Luther secara kontroversial menambahkan kata allein ("hanya" dalam bahasa Jerman) pada Roma3:28 sehingga menjadi: "Karena kami yakin, bahwa manusia dibenarkan hanya karena iman, dan bukan karena ia melakukan hukum Taurat".[10] Kata "hanya" tidak muncul dalam manuskrip-manuskrip Yunani[11] dan Luther mengakui fakta ini, tetapi ia membela terjemahannya dengan mempertahankan bahwa kata keterangan 'hanya' diperlukan oleh kaidah ungkapan bahasa Jerman:[12]
Saya tahu betul bahwa kata solum ["hanya" dalam bahasa Latin] tidak ada dalam teks bahasa Yunani atau Latin (…) Adalah sebuah fakta bahwa keempat huruf S O L A ini tidak ada di sana (…) Pada saat yang sama (…) Itu harus ada di sana jika ingin terjemahannya jelas dan kuat.

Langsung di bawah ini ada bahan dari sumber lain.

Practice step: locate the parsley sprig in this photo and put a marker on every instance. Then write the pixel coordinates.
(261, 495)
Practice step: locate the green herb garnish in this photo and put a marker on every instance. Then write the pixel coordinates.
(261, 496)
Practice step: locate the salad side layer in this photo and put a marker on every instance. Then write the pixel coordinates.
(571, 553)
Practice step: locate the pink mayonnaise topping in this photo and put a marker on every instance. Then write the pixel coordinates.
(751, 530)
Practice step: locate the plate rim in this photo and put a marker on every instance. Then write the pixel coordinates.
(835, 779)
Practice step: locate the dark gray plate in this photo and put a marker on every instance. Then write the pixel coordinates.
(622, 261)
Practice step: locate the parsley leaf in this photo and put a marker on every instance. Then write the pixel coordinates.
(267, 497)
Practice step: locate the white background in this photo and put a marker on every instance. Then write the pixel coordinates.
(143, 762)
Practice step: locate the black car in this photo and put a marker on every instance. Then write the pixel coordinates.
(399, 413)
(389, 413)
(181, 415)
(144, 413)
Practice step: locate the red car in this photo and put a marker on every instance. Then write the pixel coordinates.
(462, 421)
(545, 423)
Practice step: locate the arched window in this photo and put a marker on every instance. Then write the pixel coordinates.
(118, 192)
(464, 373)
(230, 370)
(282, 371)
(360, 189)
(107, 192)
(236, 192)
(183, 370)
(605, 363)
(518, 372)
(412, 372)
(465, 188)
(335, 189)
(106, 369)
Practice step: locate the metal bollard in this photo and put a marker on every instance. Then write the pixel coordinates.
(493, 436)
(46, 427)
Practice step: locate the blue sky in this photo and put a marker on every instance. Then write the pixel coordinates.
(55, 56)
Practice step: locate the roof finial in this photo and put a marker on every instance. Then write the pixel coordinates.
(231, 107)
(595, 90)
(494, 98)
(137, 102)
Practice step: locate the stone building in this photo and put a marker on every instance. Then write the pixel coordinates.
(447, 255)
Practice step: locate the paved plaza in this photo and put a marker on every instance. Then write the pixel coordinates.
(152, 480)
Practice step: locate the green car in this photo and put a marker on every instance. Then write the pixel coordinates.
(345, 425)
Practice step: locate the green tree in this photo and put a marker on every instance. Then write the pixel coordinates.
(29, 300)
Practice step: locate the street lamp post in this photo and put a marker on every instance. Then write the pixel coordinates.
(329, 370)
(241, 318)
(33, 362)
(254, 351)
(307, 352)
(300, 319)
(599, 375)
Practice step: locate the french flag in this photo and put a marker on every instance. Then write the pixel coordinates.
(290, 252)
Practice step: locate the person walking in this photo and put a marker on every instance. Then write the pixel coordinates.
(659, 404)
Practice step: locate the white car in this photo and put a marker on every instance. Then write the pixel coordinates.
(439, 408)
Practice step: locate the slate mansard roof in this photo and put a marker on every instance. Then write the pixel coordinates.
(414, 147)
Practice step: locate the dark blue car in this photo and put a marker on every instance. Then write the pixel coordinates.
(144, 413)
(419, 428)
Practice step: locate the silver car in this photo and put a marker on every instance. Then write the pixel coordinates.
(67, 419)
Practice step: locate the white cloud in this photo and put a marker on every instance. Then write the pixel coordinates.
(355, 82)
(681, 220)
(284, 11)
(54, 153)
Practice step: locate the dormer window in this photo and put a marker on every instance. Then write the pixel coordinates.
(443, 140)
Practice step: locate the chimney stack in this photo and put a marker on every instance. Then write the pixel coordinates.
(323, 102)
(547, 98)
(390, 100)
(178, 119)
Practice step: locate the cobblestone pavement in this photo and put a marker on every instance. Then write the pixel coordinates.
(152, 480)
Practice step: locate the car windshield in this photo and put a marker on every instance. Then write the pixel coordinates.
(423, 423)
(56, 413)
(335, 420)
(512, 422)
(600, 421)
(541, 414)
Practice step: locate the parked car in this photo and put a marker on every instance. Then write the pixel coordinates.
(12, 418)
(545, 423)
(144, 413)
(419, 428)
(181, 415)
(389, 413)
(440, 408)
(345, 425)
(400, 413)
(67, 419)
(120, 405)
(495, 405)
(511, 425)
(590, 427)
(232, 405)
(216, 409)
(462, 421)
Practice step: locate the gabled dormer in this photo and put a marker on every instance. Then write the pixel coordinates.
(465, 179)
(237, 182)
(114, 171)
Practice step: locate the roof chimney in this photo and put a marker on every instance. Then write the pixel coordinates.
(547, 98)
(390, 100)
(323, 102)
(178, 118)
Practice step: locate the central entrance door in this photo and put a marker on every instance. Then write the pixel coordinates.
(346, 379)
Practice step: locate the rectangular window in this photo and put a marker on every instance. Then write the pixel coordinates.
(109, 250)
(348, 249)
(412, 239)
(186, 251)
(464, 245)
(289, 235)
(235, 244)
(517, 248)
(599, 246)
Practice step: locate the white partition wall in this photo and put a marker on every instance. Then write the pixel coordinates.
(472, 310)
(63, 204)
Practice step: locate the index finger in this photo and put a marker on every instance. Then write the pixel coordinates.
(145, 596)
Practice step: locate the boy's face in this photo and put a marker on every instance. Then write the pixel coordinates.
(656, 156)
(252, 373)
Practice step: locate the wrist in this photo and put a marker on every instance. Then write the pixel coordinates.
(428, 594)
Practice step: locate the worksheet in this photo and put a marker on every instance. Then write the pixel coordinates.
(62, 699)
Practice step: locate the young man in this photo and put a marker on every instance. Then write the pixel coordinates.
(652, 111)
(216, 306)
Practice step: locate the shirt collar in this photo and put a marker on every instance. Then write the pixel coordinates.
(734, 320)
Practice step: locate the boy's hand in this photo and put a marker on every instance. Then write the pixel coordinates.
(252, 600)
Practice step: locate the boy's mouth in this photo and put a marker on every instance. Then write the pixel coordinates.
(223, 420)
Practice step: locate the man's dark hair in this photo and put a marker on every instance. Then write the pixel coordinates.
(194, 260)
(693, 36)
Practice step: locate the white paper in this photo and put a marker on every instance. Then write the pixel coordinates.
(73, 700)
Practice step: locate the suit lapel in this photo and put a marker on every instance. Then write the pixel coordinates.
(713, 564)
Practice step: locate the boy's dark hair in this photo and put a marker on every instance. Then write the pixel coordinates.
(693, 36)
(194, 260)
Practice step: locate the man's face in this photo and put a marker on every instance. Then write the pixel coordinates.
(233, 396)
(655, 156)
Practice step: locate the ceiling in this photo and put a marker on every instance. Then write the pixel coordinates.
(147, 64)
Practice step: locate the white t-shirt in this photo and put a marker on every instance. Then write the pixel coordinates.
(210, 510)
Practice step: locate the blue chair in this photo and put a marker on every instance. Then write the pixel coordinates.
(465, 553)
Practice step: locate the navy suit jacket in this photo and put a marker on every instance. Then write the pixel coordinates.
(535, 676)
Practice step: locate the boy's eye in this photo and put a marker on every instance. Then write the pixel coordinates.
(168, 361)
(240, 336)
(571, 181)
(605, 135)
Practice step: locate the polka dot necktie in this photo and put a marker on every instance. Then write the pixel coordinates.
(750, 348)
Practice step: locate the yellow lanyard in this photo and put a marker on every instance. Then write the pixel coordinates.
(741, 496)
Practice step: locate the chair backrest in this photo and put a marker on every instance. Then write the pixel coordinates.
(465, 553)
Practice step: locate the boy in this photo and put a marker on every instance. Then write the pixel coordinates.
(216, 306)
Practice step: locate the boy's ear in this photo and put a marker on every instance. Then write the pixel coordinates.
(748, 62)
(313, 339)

Saya ingin berbicara dalam bahasa Jerman, bukan bahasa Latin atau Yunani, karena bahasa Jermanlah yang saya usahakan untuk dibicarakan dalam terjemahan. Namun, adalah kodrat dari bahasa Jerman kita bahwa dalam membicarakan dua hal, yang salah satunya ditegaskan dan lainnya disangkal, kita menggunakan kata solum (allein) bersamaan dengan kata nicht [tidak] atau kein [bukan]. Contohnya, kita mengatakan, 'Petani membawa allein [hanya] bulir dan kein [tidak] membawa uang.[13]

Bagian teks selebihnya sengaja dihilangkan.